Shortly after the doctor terminated her pregnancy in the 21st week, a clear-eyed young woman sat down to do something rare in this country: talk about her abortion.
"I feel relieved," she said, wearing a surgical gown with a fluffy blanket wrapped around her shoulders. She's petite and pretty, with three school-aged children at home and a college exam coming up that will bring her a step closing to a nursing degree. "I felt relieved before and after, knowing I have this option."
Down the hall at the Whole Woman's Health clinic in downtown Minneapolis, calls ring into its national call center switchboard from women around the country trying to book an appointment at one of their clinics.
They call from Texas, where two of Whole Woman's five clinics have been shuttered — along with half the other clinics in the state — by restrictive new state laws. They call from South Dakota, where there's a mandatory three-day waiting period at the state's only clinic. They call from Minnesota, which has as many abortion clinics as Wisconsin and the Dakotas combined and where a third of abortions are taxpayer funded.
"It feels like two different Americas that depend upon your ZIP code," said Amy Hagstrom Miller, the native Minnesotan who founded Whole Woman's Health in 2003 and who now operates clinics in Texas, Minnesota, Maryland and New Mexico. "So many of the women who call us [from Texas] have no idea if abortion is even still legal."

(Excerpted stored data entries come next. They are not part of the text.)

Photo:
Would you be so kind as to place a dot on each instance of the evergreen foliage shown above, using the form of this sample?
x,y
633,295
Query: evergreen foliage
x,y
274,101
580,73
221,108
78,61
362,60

An estimated one of every three American women will have an abortion by age 45. The young woman at the Minneapolis clinic contacted three clinics before settling on Whole Woman's Health, where walls are painted a soft purple and covered with reassuring, uplifting messages: "I have no fear. I only have love — Stevie Nicks."
The clinic, which performs about one-third of the state's abortions, opened its doors to a reporter and a photographer in the hope of demystifying a procedure that remains an emotional and political minefield, more than four decades after the Supreme Court handed down its landmark 1973 decision in Roe vs. Wade.
"I think it's just really important for people to know that they're not in it alone," said clinic marketing manager Stephanie Shea.